I. Fairness
1. Equity is a comprehensive right of personal rights and property rights enjoyed by shareholders of a limited liability company or a joint stock limited company. That is, equity is the right enjoyed by shareholders based on their shareholder qualifications to obtain economic benefits from the company and participate in the company's operation and management.
2. Equity is the share of shareholders' capital contribution to the start-up company, that is, the equity ratio, which directly affects shareholders' right to speak and control the company and is also the basis of shareholders' dividend ratio.
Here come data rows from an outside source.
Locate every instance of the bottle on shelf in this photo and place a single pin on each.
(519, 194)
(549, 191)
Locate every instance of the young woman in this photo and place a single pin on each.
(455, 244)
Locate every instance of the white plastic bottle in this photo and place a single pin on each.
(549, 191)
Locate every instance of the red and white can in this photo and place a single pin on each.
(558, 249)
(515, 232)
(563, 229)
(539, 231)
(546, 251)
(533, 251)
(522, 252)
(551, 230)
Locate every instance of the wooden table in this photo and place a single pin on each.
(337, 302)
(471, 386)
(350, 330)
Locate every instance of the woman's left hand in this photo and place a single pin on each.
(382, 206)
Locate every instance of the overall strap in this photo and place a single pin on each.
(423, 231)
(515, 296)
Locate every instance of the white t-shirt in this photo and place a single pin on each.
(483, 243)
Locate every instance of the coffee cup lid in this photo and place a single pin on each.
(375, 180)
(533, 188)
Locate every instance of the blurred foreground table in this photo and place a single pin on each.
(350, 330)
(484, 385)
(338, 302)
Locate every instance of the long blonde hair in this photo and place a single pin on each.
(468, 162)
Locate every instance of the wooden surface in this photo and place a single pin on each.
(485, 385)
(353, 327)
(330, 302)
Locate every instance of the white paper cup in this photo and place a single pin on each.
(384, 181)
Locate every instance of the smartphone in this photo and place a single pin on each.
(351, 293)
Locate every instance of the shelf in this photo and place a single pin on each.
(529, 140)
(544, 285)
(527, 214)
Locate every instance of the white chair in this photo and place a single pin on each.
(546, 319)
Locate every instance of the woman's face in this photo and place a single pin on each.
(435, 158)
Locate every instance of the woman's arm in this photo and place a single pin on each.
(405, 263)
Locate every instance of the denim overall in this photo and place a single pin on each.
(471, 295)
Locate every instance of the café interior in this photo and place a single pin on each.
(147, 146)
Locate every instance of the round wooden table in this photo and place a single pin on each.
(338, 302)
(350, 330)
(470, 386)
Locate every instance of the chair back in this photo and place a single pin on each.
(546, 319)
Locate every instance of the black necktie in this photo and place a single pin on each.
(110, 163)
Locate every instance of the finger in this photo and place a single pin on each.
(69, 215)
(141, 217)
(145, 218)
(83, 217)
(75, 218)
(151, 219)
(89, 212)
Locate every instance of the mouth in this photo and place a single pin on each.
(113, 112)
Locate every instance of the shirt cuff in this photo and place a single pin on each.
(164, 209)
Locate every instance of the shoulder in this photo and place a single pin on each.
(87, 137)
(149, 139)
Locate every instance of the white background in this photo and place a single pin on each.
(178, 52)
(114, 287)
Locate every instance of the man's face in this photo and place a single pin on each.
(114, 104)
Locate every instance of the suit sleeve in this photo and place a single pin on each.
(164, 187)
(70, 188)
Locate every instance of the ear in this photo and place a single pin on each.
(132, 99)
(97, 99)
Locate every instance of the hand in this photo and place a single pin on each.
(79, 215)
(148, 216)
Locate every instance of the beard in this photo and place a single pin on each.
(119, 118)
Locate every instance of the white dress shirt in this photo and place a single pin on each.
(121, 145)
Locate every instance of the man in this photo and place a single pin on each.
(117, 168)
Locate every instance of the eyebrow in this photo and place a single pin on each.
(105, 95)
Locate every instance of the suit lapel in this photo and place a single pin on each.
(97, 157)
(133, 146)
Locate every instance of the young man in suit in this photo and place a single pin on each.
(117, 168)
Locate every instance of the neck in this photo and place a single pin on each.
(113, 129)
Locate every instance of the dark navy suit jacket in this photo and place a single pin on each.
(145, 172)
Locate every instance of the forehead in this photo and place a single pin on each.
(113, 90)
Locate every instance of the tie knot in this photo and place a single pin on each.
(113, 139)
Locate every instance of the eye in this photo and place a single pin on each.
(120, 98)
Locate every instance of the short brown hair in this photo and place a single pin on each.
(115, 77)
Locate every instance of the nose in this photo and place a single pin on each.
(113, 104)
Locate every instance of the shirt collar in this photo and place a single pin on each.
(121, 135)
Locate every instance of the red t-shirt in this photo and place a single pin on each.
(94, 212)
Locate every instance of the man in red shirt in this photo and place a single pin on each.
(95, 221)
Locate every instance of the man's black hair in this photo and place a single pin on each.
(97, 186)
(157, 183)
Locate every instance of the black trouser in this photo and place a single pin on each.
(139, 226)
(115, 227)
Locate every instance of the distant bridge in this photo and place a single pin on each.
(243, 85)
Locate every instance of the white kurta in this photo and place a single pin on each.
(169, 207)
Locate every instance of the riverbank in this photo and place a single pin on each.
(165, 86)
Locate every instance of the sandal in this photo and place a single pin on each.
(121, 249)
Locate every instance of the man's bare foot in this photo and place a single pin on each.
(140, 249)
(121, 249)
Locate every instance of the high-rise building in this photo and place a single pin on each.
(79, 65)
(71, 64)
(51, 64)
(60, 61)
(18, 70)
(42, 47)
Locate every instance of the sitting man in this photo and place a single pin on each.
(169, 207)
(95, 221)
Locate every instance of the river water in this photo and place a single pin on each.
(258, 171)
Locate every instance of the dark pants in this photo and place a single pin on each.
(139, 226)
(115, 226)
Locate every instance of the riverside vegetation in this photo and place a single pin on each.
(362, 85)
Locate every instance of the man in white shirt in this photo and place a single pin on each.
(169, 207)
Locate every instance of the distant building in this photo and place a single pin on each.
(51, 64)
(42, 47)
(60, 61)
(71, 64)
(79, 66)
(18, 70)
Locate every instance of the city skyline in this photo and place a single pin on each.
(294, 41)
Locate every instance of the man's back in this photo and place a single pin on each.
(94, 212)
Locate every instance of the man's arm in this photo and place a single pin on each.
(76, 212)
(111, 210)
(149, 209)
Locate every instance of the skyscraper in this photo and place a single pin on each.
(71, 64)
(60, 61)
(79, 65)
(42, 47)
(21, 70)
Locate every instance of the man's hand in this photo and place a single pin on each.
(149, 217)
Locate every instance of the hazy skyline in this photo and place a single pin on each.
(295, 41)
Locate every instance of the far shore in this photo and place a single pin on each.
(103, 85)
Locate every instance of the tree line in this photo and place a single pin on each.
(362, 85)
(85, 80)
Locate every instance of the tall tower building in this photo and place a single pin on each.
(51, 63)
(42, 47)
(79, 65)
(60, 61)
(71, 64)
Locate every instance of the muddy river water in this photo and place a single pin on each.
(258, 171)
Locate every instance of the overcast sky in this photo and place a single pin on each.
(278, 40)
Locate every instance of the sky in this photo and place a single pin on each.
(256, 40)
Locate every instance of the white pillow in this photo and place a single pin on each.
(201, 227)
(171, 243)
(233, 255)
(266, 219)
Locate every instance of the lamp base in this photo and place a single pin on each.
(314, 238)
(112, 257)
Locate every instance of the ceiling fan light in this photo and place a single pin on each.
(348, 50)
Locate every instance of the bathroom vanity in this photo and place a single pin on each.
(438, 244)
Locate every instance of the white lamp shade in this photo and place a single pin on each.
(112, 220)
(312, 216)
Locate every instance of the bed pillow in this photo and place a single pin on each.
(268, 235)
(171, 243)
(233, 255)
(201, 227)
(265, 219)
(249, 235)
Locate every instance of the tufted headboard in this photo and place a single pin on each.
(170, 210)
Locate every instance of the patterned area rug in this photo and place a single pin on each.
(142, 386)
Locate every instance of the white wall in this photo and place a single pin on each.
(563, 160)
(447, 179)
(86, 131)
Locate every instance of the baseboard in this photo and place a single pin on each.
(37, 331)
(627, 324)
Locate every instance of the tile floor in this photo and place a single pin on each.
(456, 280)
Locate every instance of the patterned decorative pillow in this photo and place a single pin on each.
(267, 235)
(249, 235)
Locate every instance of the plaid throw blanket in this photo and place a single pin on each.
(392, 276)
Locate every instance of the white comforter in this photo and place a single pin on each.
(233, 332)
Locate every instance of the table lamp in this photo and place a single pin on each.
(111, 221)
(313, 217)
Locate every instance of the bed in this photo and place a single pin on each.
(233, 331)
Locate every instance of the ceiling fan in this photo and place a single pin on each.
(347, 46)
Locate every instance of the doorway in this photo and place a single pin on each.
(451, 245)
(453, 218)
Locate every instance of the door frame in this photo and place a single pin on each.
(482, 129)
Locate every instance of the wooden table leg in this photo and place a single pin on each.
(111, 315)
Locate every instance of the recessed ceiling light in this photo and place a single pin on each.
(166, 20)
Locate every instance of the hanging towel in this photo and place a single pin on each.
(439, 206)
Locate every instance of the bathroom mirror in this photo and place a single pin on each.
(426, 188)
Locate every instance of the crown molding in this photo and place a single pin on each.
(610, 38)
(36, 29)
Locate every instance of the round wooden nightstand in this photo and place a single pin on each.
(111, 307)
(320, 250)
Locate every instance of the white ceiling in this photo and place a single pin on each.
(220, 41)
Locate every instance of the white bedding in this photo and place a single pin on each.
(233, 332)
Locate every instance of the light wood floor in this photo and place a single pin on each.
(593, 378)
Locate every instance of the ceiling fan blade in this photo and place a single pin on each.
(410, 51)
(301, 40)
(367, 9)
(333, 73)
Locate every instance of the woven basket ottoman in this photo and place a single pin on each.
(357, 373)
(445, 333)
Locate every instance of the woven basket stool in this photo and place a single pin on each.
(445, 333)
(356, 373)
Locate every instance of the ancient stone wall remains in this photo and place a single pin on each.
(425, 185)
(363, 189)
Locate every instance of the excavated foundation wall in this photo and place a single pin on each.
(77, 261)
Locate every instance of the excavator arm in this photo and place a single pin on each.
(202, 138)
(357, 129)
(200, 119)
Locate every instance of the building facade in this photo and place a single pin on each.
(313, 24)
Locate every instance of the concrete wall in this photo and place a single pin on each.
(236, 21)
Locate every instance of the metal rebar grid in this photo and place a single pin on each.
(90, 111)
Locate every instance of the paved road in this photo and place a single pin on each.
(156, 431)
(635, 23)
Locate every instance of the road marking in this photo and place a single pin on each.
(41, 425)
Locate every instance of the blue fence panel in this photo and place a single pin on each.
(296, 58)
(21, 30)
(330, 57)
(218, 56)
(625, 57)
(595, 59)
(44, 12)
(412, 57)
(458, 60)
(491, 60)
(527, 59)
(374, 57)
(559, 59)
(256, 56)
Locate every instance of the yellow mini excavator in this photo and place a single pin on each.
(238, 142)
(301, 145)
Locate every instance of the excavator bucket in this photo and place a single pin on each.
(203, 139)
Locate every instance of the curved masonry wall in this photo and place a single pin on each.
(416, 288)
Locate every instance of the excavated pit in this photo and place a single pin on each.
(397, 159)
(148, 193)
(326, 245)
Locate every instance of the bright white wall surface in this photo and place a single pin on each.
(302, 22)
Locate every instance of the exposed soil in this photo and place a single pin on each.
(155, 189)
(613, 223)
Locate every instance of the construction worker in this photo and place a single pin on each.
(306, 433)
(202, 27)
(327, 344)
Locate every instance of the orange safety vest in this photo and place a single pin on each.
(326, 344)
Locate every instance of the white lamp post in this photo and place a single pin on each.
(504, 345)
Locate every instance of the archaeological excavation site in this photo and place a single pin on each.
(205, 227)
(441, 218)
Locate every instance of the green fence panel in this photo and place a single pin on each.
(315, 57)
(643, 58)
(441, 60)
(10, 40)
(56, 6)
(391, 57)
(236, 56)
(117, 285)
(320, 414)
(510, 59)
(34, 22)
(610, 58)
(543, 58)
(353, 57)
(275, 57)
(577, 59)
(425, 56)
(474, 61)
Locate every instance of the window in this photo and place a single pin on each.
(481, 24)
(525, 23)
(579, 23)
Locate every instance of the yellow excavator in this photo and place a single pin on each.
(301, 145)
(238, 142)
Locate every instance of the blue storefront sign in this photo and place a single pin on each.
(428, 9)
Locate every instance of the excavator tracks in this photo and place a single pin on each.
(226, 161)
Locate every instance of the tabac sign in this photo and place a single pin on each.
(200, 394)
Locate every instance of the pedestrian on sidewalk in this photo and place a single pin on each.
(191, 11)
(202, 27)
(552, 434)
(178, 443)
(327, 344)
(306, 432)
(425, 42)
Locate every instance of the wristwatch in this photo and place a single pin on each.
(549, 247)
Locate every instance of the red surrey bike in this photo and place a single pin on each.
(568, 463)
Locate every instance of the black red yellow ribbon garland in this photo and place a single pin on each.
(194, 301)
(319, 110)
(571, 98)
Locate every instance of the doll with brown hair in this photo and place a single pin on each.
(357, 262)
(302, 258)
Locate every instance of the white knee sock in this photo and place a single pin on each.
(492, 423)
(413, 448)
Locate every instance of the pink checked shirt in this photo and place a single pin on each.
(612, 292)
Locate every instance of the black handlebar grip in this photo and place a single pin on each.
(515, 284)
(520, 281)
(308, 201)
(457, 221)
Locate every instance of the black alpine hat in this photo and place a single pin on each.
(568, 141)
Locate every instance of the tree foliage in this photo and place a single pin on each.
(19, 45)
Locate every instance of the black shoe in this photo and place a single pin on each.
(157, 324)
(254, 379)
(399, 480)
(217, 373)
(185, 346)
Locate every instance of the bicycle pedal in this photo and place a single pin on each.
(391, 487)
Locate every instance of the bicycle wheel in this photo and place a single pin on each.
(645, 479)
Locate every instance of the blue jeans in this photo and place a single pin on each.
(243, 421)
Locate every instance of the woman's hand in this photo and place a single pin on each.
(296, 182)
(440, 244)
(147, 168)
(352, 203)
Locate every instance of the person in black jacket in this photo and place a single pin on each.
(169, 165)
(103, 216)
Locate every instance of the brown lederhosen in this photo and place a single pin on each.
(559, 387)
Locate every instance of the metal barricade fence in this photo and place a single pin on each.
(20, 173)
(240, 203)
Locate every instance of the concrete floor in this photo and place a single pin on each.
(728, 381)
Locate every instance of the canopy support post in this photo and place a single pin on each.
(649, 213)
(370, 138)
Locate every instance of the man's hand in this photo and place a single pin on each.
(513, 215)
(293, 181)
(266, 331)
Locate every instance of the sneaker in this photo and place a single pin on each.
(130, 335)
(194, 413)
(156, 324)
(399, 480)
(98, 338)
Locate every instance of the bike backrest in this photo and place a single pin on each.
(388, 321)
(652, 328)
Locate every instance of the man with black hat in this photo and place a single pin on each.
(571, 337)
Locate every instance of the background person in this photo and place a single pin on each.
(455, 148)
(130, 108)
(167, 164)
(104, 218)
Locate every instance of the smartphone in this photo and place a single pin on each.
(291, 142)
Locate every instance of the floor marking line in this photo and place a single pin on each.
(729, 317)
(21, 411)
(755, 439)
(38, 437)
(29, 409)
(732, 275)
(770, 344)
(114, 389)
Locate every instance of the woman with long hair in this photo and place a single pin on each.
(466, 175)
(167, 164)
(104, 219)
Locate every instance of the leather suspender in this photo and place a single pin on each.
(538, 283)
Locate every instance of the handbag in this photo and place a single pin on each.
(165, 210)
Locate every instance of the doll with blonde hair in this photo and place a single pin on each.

Second, the main classification of equity
1, self-interest right
That is, shareholders have the right to enjoy benefits based on their own contributions. For example, the right to share dividends, the right to distribute property when the company is dissolved, and the preemptive right when other shareholders do not agree to transfer their capital contribution. This is the right that shareholders exercise for their own interests.
2. Beneficial right * * *
That is, shareholders have the right to participate in the operation and management of the company based on their own capital contributions, such as voting rights, supervision rights, the right to request shareholders' meetings, and the right to consult accounting statements and account books. This is the right that shareholders exercise for the benefit of the company and also for their own benefit.
Third, the equity pledge.
The so-called equity pledge, that is, equity pledge, is a pledge of rights. The most common situation is that when the major shareholders of listed companies are short of money, they pledge their shares to financial institutions, such as banks, securities and trusts. , in a certain period of time, so as to obtain loans, to alleviate the pressure caused by short-term liquidity shortage. This is a financing method commonly used by major shareholders. According to Article 223 of the Property Law, transferable shares can also be pledged.
Fourth, the way of equity incentive:
There are three main incentive models, namely restricted stock, stock option and virtual equity.
Equity incentive is about the art and knowledge of "shares are scattered and people are scattered". The core of equity incentive is to make core employees truly become the owners of the company. Employees who get equity are no longer employed workers, but shareholders of the company and owners of the enterprise. However, equity incentive is not employee welfare, but a struggler dedicated to the company's cause. Equity incentives are scarce for struggling employees in a company, and wages and bonuses are given to ordinary employees. The most valuable struggling talent in the company should get equity.